Christy belongs to two clubs which are Toast of the Town and Advanced Articulators of Andover. Currently, these clubs are meeting virtually. Christy is working on three different Pathways: Dynamic Leadership, Persuasive Influence and Visionary Communications. Throughout Christy’s Toastmasters journey she has taken the club coach role. As a club coach Christy was able to help a declining club thrive again. One of Christy’s accomplishments is coming in 3rd place in the District’s International Speech Contest in 2020. Christy also earned District 31’s Triple Crown Award twice.

The recently spiked Asian Hate Crime awakened Christy that speaking up and unmuting the so-called Model Minority is much needed and often language is the biggest obstacle. As a bonus, while gathering interest, Christy realized there are people who want to sharpen their mandarin skills on the other hand. Christy hopes this club can benefit people with Toastmaster principles in general while improving their bilingual skills. Christy hosted the English-Mandarin Bilingual club demo meeting on February 15th that had a great attendance. They also received overwhelming positive feedback through a post-demo survey. The mission of this new virtual English-Mandarin Bilingual club is to help both English speakers improve Mandarin and Mandarin speakers improve English to communicate effectively in both languages. Do you speak or are you learning Mandarin? Help charter the first bilingual club of District 31! If you speak both languages or know people who do, share your interest, and help us spread the word by sharing the email: mandarin@district31.org.


Dr. Sherri Raftery, DTM, PDG

Dr. Sherri Raftery, DTM joined Toastmasters in 2005 after seeing an ad on TV. “I was watching my local cable station – and saw an ad ‘Would you like to conquer your fear of Public Speaking’… I called Marlene Westerman, Vice President of Membership, originally thinking this would help my performance skills surprisingly my leadership skills emerged.”

Since joining Sherri has held every club officer role, she’s currently the VP of Education for Metrowest Toastmasters Club.  She also enjoys presenting at Club Officer Trainings, perhaps we’ll be able to have Sherri present at a future TLI.

Sherri has earned 4 DTMS, 2007 Area Governor of the Year, 2007-2008 Excellence in Marketing, 2008-2009 Excellence in Education & Training, 2009-2010 Distinguished District Governor with the theme “Take Center Stage”, 2009-2010 Excellence in Leadership and in 2016 Toastmaster of the Year.

Fun Fact: “When I served as the 2008-2009 Lt Gov of Ed & Training, I started the TRIPLE CROWN Award for D31 and am pleased to see it continues now as a Pathways Award.”

According to Sherri, her “life has improved since joining Toastmasters.
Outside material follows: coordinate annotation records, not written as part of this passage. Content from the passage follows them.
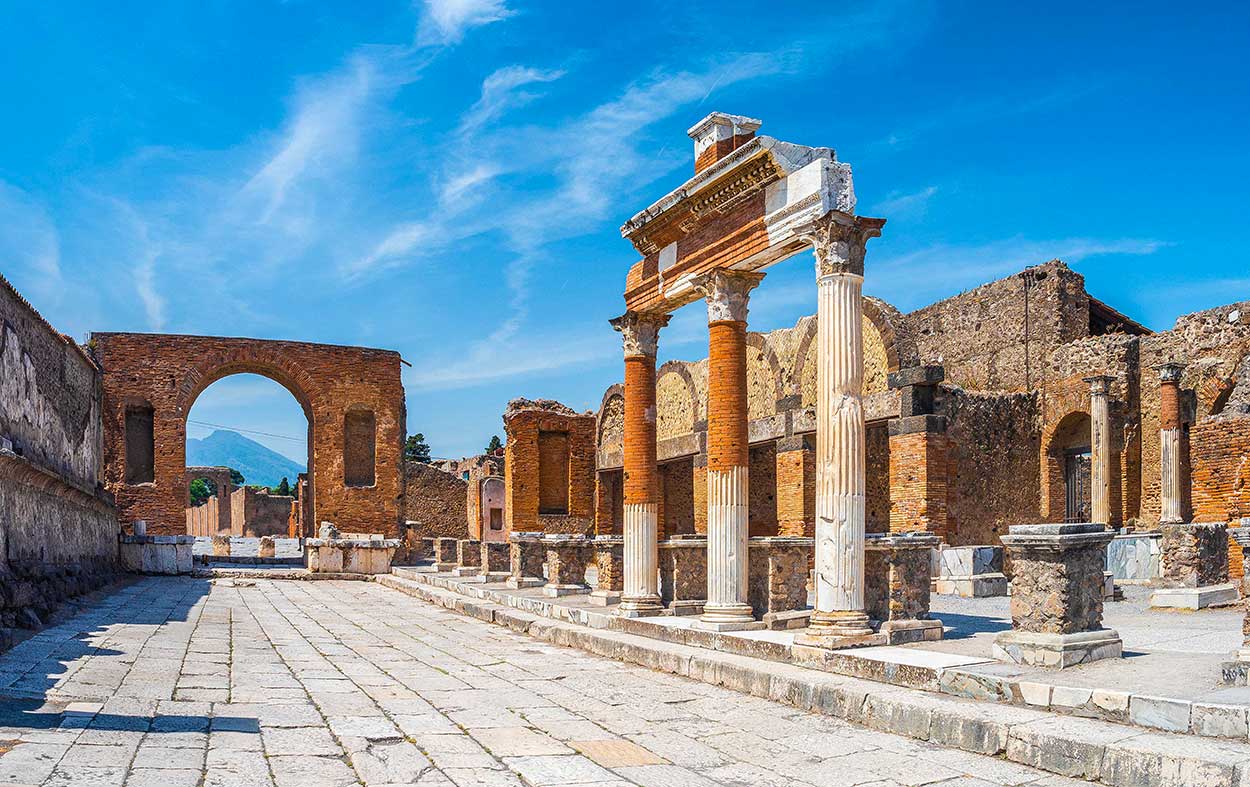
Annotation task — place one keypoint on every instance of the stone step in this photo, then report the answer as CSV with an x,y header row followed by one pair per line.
x,y
1108,752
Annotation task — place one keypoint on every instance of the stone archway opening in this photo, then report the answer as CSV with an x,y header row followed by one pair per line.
x,y
249,435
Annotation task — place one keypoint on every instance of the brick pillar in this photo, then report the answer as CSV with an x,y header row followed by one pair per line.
x,y
839,242
728,449
1171,476
796,486
919,455
1100,450
640,335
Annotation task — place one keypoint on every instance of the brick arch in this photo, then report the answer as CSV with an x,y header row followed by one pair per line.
x,y
763,405
898,352
681,409
326,380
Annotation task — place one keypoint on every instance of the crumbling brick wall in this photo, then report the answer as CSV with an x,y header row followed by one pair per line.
x,y
255,512
524,472
58,526
166,374
994,476
435,500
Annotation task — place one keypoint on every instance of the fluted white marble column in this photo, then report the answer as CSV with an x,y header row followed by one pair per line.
x,y
1170,490
640,555
1100,450
841,466
728,449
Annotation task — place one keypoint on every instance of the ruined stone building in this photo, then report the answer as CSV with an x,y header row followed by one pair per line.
x,y
1005,435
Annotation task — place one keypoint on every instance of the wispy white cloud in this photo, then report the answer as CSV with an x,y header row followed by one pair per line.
x,y
914,279
904,202
445,21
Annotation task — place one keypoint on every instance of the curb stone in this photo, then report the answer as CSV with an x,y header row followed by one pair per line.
x,y
1115,755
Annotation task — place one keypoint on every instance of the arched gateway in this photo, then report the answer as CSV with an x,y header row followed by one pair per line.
x,y
351,396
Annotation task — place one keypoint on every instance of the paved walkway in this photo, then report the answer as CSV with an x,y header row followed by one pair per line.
x,y
180,682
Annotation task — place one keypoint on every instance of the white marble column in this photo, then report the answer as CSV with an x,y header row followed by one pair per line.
x,y
1170,476
839,242
640,337
728,450
1100,450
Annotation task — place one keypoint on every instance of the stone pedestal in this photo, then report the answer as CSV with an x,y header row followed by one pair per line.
x,y
468,557
221,546
445,555
684,575
896,586
1238,668
1056,596
609,570
496,561
1195,567
526,555
568,557
969,571
349,555
778,581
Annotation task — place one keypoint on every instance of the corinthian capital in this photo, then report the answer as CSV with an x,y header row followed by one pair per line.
x,y
726,292
839,241
640,331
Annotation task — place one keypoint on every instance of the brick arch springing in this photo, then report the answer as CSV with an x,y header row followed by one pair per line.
x,y
326,380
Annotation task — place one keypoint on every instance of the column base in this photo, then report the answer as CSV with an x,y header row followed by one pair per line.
x,y
899,632
1056,651
640,606
513,584
684,608
1193,598
604,598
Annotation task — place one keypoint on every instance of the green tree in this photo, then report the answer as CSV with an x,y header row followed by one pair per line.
x,y
415,449
201,490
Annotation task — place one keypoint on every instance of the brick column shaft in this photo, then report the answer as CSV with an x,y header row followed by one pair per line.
x,y
1170,490
641,593
1100,450
728,450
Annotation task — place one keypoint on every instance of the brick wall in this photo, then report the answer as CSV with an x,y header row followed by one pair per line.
x,y
168,372
436,500
524,421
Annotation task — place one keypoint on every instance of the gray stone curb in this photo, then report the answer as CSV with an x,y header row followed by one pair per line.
x,y
984,683
1075,747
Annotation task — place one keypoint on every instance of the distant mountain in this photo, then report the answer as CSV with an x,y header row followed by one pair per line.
x,y
258,464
I am a professor, teach public speaking and communication courses at North Shore Community College and Fisher Colleges.” Most recently Sherri completed her doctorate in Education Leadership in Higher Education Ed.D.

“I wanted to thank fellow Toastmasters for allowing me to come to your clubs and practice my dissertation defense “Foster Youth Mentorship Programs in Higher Education” – I appreciated the feedback and support from members. I was also honored to have TMs attend my Dissertation Defense on Monday November 29, 2021, on ZOOM. My hope is to increase foster youth’s access, retention, graduation rates in college, instead of them becoming incarcerated.”

Sherri is a resident of East Boston, lives near the Tall Ship (with an oyster bar) which features three custom mahogany bars, built around the grand mast surrounded by the city skyline and Boston harbor.

It’s clear that Sherri has accomplished a lot and has so much to offer our current and future Toasties. Thank you, Sherri, for all you’ve done in support of District 31 and for starting the Triple Crown Award (now the Pathfinder Award).